Soledad O'Brien - Growing Up on Long Island

Long Island Pulse Magazine did a cover story recently on Soledad O'Brien who grew up on the island in St. James and attended Smithtown High School.

Though she now splits her time between a Chelsea apartment and a country house in Putnam County, she also spends an incredible amount of time on the road.

She talked about growing up in St. James, at a time when being biracial was certainly less accepted. She wrote about that time in her recent book The Next Big Story: My Journey Through the Land of Possibilities.

A younger Soledad
She graduated Smithtown High School East in 1984 and describes the feeling of being of mixed-race heritage like being in “perpetual motion,” as in a dodgeball game. "When you move, you can’t get hit, ” she wrote.
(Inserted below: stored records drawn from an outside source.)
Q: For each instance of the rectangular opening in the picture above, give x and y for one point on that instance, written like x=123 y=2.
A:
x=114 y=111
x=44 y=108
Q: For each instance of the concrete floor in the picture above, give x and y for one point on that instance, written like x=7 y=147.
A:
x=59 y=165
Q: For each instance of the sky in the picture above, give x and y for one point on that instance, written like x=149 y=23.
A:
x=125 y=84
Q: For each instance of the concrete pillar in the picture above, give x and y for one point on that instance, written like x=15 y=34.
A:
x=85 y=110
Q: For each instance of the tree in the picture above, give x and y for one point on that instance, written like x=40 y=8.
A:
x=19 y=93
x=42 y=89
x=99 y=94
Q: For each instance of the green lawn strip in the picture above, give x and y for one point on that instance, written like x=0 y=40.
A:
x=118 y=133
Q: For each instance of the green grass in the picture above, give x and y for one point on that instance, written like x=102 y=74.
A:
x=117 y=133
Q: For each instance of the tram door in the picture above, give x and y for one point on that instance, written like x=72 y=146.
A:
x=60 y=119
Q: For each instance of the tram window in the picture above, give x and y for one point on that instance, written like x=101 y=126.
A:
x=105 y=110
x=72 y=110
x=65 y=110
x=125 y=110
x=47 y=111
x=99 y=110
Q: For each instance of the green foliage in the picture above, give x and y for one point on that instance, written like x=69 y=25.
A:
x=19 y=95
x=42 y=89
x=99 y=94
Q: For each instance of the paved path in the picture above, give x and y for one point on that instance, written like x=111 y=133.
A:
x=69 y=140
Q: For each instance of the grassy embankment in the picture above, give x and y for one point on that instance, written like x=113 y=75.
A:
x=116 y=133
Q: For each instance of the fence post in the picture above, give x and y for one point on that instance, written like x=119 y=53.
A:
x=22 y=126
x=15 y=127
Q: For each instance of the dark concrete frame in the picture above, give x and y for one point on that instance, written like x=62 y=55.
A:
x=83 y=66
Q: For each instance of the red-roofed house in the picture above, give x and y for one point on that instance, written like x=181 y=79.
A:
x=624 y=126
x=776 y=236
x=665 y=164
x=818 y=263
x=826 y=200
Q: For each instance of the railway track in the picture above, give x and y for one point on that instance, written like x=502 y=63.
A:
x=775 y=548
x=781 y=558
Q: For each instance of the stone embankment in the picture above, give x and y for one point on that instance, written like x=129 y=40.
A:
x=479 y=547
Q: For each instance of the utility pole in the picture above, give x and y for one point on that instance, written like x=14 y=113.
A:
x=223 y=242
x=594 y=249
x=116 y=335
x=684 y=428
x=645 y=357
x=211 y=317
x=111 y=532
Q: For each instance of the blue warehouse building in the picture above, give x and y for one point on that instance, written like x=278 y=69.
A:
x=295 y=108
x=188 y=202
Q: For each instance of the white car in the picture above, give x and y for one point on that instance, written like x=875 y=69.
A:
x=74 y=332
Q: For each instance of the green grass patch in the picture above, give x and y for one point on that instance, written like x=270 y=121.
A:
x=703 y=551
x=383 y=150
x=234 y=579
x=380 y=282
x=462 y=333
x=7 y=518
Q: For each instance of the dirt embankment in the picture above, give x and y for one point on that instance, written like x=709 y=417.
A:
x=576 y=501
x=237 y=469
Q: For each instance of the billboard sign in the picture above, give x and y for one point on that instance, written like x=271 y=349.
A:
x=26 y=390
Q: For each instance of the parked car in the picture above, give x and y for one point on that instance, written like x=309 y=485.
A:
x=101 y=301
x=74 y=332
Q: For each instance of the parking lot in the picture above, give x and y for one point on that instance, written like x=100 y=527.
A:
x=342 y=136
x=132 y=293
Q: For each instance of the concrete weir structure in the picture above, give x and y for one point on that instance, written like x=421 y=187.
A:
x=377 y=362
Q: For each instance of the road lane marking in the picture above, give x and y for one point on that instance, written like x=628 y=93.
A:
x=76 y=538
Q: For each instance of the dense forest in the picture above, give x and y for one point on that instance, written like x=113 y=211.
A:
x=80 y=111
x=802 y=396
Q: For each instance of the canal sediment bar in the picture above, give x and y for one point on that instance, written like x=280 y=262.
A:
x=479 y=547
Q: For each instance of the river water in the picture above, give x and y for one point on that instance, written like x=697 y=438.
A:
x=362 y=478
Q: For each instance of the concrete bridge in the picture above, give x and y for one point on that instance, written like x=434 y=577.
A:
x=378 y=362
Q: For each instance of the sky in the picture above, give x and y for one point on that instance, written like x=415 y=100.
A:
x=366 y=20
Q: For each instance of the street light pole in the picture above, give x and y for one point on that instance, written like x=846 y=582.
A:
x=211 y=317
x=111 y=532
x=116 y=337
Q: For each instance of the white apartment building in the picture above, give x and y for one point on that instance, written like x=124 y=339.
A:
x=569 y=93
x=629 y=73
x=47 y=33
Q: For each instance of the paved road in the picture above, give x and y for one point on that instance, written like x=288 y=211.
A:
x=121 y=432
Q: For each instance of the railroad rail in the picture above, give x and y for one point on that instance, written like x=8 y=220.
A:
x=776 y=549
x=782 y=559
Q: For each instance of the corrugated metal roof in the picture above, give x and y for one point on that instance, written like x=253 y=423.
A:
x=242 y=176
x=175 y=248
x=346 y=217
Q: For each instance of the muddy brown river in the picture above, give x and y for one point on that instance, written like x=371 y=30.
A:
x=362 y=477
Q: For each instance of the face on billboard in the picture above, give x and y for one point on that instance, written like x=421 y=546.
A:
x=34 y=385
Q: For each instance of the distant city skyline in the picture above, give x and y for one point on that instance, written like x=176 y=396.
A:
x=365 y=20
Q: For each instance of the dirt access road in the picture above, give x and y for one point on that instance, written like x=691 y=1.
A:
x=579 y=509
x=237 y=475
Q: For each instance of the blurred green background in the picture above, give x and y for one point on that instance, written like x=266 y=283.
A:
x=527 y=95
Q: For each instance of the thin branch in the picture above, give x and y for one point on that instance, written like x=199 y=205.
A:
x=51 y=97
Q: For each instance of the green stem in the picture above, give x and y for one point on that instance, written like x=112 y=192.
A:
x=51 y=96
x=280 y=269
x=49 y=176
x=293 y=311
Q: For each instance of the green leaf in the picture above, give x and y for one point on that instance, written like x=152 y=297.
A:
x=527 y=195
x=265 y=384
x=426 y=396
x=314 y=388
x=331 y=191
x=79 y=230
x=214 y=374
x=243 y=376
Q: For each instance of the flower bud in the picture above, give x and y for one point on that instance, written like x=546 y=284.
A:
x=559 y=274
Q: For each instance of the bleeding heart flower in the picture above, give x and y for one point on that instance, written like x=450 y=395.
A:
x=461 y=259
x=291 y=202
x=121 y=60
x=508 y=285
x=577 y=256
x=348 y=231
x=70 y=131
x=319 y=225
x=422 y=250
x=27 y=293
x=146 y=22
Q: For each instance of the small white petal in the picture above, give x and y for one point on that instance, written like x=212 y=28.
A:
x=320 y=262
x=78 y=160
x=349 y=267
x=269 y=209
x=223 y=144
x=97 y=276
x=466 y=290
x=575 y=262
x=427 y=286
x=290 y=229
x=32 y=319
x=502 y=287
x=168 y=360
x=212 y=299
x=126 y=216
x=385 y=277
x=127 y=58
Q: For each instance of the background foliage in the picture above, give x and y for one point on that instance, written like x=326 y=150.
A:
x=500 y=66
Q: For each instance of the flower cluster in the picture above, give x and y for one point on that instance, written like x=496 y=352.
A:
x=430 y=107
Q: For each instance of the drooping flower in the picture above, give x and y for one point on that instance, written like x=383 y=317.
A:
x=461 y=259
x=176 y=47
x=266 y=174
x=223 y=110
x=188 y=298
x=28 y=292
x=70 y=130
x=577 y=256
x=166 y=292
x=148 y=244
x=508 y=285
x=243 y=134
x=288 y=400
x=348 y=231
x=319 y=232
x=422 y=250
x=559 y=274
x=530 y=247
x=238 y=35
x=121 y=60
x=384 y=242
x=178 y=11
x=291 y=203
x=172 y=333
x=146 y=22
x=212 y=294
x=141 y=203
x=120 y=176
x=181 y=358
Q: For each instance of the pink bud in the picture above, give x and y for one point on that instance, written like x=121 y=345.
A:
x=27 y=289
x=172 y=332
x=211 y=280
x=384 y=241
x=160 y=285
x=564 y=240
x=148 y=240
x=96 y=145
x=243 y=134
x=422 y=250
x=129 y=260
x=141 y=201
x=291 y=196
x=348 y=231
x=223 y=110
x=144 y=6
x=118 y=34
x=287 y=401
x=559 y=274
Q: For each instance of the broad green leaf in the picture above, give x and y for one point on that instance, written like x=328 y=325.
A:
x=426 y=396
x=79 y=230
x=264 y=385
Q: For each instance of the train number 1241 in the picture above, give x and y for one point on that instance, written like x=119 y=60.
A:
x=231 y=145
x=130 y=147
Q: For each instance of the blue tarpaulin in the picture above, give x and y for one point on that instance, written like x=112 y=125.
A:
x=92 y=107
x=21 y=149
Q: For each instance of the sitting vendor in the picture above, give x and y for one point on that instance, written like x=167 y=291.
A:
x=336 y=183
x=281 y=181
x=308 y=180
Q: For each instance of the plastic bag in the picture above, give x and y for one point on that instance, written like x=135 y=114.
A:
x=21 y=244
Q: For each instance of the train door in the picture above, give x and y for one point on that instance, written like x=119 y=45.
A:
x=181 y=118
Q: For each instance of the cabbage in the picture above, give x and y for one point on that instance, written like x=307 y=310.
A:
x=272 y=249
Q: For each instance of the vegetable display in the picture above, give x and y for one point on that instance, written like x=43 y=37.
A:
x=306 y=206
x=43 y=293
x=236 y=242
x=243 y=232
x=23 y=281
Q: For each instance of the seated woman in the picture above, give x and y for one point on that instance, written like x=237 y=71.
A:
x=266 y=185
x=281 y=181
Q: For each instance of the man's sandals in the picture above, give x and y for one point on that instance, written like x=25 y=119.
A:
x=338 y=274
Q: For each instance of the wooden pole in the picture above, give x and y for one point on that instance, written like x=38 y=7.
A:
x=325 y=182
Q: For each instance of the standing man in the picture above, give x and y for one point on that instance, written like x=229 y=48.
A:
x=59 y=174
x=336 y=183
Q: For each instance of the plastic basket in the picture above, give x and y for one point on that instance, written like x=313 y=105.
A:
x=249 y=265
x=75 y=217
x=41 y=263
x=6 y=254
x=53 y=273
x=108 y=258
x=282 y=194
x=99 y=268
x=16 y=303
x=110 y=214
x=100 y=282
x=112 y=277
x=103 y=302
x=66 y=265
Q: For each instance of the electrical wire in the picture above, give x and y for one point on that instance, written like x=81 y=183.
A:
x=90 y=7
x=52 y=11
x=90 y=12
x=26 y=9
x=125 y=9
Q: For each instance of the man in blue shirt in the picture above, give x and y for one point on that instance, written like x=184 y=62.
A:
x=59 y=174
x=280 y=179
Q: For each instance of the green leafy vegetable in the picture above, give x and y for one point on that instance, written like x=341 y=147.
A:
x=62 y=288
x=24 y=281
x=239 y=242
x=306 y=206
Still, Maria de la Soledad O’Brien, the next to youngest of six children, followed in the footsteps of all her siblings and attended Harvard.

Her family was well associated with education. Her mother, black and Cuban, taught Spanish and French in the Smithtown high schools. Her father, Australian of Irish and Scottish descent, was a professor of mechanical engineering at Stony Brook University.

One of her early passions was horseback riding (She mucked stalls to pay for riding lessons.), a passion that she still pursues.

It may be hard to believe with her current fame and popularity, but she never dated in high school because she was considered “different.”

The Pulse article covers growing up on Long Island, balancing career and parenting, returning to college as an adult, experiencing changes in journalism and finding ways to help students.

"My parents were really good at making us very aware of who we were, where we came from, what we had to be proud of, and not to worry so much about fitting in and blending in. That was not really the goal. There are lots of good things to get out of growing up on Long Island, and that’s what we were there for."